O bispo da diocese de Guarapuava, Dom Antônio Wagner da Silva e o padre Valdecir Badzinski, pároco da paróquia Divino Espírito Santo, em Pinhão, compuseram a comissão, que conversou com o governador Beto Richa e com o Secretário de Segurança Wagner Mesquita com o intuito de entender a situação e pôr fim ao conflito na região. Na ocasião, os representantes da Igreja no Paraná, através do Regional Sul 2 da Conferência Nacional dos Bispos do Brasil (CNBB), também participaram de audiências na sede do Instituto Nacional de Colonização e Reforma Agrária (INCRA) para debater o ocorrido e tentar solucionar os problemas dos atingidos pela ação judicial, bem como para frear outras possíveis reintegrações de posse em Pinhão e em outras regiões do Paraná.

“Considero proveitosa a conversa que tivemos com as autoridades do governo e também agrárias em Curitiba. A Igreja lamenta o ocorrido em Pinhão, pois também foi vítima de uma ação puramente desnecessária e brutal. As famílias que foram atingidas precisam ser recolocadas. Os protestos dos moradores e dos movimentos sociais também mostraram a força da população ante a adversidade e problema que se criou no município. Com isso, a justiça e as autoridades políticas precisaram rever a situação e tentar dialogar mais com todos os moradores antes de tomar uma decisão precipitada como a que foi tomada no dia 01 de dezembro. Muitas regiões do Paraná passam pela mesma situação e isto é muito triste, pois nota-se uma total falta de preocupação para com as pessoas mais pobres da sociedade por parte das autoridades”, grifou Dom Wagner.

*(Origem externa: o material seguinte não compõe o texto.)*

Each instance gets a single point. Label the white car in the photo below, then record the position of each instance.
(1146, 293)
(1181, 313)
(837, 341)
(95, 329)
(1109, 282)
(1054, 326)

O secretário do Regional Sul 2, padre Mário Spaki, acompanhou os bispos durante as audiências e falou da preocupação da Igreja em relação às reintegrações de posse no Paraná. “A Igreja está muito preocupada com tudo isso. Este é um momento muito triste, pois o que ocorreu com as famílias em Pinhão, pode ocorrer com outras, em vários pontos do Paraná, caso essas liminares se concretizem em algum momento. Mas também ouvimos do governador e do secretário de segurança, que existem formas de negociação, de tratativas para que tudo se resolva. Vamos acompanhar as reuniões. A Igreja está atenta a todas as negociações. O governador se pôs à disposição para liberar verbas para a reconstrução das casas das famílias. Isso será em parceria com o município que vai precisar encontrar terrenos para estas pessoas. Foi um choque muito grande e muito triste para toda a nossa sociedade”, enfatizou padre Mário.

DOM ANUAR

Dom Anuar Battisti, arcebispo de Maringá, lamentou o ocorrido e disse que, em nome de toda a Igreja, pede que a dignidade das pessoas seja devolvida em Pinhão. “Eu quero manifestar aqui, em nome de toda a população, que ficou chocada com as imagens da última sexta-feira (01 de dezembro de 2017), quando famílias, que assentadas há mais de vinte e cinco anos, foram despejadas em Pinhão. Lamentamos este gesto tão sério, tão profundo, que veio tirar a dignidade das pessoas. Mães desesperadas, igreja destruída. Lugar de oração, de encontro do povo de Deus, foi totalmente arrasado. Nós clamamos pelas famílias. Que Deus os fortaleça e que a solidariedade humana possa se fazer presente neste momento. Clamamos a vocês, famílias destruídas, clamamos à justiça. Pedimos aos homens da justiça, aos juízes, ao supremo tribunal federal, que busquem o caminho correto, pois o nosso Deus é o Deus da justiça. Deus nos fortaleça”, conclamou Dom Anuar.